US 12,395,961 B2
System and method for applying machine learning to mobile geolocation
Wing F. Lo, Plano, TX (US); and Imran Hafeez, Allen, TX (US)
Assigned to NetScout Systems, Inc., Westford, MA (US)
Filed by NetScout Systems, Inc., Westford, MA (US)
Filed on Sep. 2, 2022, as Appl. No. 17/902,262.
Claims priority of provisional application 63/398,028, filed on Aug. 15, 2022.
Prior Publication US 2024/0057013 A1, Feb. 15, 2024
Int. Cl. H04L 1/00 (2006.01); G06N 20/00 (2019.01); H04W 64/00 (2009.01)

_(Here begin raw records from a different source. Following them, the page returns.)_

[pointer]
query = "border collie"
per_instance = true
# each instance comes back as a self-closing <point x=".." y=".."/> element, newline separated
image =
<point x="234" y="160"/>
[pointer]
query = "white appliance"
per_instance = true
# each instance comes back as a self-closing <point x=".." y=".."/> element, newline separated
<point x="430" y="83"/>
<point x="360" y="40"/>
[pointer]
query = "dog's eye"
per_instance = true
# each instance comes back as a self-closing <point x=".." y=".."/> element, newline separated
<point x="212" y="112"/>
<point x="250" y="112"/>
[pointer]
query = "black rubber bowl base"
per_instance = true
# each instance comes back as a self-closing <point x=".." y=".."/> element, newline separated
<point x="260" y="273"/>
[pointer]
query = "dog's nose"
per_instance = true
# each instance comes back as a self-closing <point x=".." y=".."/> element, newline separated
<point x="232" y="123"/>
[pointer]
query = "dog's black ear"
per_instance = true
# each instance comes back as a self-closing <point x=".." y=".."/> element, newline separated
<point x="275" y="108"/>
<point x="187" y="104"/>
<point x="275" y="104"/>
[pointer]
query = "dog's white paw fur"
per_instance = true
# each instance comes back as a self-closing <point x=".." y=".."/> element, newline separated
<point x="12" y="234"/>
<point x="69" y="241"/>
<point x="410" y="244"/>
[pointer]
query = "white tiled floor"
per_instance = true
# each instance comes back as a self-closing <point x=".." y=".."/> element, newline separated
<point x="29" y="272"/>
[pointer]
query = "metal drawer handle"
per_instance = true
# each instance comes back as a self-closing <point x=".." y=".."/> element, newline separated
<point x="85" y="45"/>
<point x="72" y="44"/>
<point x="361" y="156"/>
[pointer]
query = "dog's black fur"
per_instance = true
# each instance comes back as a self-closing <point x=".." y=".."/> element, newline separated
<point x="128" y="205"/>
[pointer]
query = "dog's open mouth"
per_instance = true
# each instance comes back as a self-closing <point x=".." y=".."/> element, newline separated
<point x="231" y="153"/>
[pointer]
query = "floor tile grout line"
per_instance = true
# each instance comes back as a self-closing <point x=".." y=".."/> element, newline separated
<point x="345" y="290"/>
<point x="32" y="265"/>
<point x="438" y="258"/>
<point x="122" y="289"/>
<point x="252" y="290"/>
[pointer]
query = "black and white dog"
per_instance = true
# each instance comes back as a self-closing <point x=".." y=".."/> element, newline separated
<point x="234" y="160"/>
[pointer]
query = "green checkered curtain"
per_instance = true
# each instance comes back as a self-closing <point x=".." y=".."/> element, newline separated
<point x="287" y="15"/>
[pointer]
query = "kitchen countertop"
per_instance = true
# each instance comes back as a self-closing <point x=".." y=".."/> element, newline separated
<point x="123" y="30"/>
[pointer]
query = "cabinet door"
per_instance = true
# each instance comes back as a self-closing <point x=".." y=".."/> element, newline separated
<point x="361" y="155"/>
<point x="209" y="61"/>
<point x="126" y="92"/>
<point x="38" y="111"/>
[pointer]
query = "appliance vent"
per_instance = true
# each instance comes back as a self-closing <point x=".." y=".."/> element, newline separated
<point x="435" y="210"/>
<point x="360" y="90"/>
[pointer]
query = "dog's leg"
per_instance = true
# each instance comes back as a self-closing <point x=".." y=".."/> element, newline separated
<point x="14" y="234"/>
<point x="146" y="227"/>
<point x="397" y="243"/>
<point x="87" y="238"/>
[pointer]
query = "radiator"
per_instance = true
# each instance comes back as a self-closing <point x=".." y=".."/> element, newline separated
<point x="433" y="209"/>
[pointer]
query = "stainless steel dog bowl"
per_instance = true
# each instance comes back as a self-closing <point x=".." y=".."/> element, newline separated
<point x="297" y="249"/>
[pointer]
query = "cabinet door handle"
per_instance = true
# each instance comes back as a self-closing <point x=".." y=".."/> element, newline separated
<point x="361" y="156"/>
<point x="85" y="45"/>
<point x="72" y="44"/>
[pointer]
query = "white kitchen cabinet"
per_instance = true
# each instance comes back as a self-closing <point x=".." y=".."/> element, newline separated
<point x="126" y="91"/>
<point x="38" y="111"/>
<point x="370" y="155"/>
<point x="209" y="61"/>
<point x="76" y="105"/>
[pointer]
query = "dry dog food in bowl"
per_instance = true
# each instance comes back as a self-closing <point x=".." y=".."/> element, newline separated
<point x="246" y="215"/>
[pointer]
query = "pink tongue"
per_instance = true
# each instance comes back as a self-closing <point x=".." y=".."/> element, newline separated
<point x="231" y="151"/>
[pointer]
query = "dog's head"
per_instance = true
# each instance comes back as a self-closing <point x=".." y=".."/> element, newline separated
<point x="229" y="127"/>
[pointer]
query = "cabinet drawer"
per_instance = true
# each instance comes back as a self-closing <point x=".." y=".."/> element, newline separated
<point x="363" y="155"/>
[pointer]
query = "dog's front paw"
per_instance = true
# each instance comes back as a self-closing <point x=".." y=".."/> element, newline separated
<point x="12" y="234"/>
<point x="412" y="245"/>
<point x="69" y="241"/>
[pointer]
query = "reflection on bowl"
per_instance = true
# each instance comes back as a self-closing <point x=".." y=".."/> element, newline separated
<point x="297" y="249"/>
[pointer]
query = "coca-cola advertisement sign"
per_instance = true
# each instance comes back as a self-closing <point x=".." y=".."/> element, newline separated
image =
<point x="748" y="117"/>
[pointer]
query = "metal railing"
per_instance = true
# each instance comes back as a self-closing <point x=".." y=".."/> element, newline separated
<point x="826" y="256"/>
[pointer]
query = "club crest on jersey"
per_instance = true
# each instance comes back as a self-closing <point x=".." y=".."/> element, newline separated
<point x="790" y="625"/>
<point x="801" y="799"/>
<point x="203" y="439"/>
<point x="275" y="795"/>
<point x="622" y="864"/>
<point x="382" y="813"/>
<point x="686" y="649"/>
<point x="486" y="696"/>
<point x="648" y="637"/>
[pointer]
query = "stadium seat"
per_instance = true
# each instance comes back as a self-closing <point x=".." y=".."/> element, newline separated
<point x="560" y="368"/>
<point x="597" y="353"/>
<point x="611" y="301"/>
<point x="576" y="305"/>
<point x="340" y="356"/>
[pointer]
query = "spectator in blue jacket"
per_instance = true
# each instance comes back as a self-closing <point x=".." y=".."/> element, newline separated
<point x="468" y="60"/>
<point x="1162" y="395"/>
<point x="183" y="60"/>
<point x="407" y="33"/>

CPC H04W 64/00 (2013.01) [G06N 20/00 (2019.01)] 24 Claims
OG exemplary drawing
 
1. A communication network monitoring device comprising a processor and a memory, wherein the memory comprises instructions that, when executed by the processor, cause the device to:
receive, from a base station (BS), radio predictors of a first user equipment (UE) for which a minimization of drive test (MDT) mode is activated, a UE location history of the first UE, a geolocation of the first UE, radio predictors of a second UE for which the MDT mode is not activated, a UE location history of the second UE, and cell physical parameters, wherein the radio predictors of the first UE comprise a timing advance (TA) of the first UE and a channel quality indication (CQI) of the first UE, and wherein the radio predictors of the second UE comprise a TA of the second UE and a CQI of the second UE;
train a machine learning (ML) model to determine an azimuth of the second UE at least based on the radio predictors of the first UE, the UE location history of the first UE, the geolocation of the first UE, and the cell physical parameters;
execute the ML model to determine the azimuth of the second UE; and
provide, to a downstream application, a geolocation of the second UE at least based on the azimuth of the second UE and the TA of the second UE.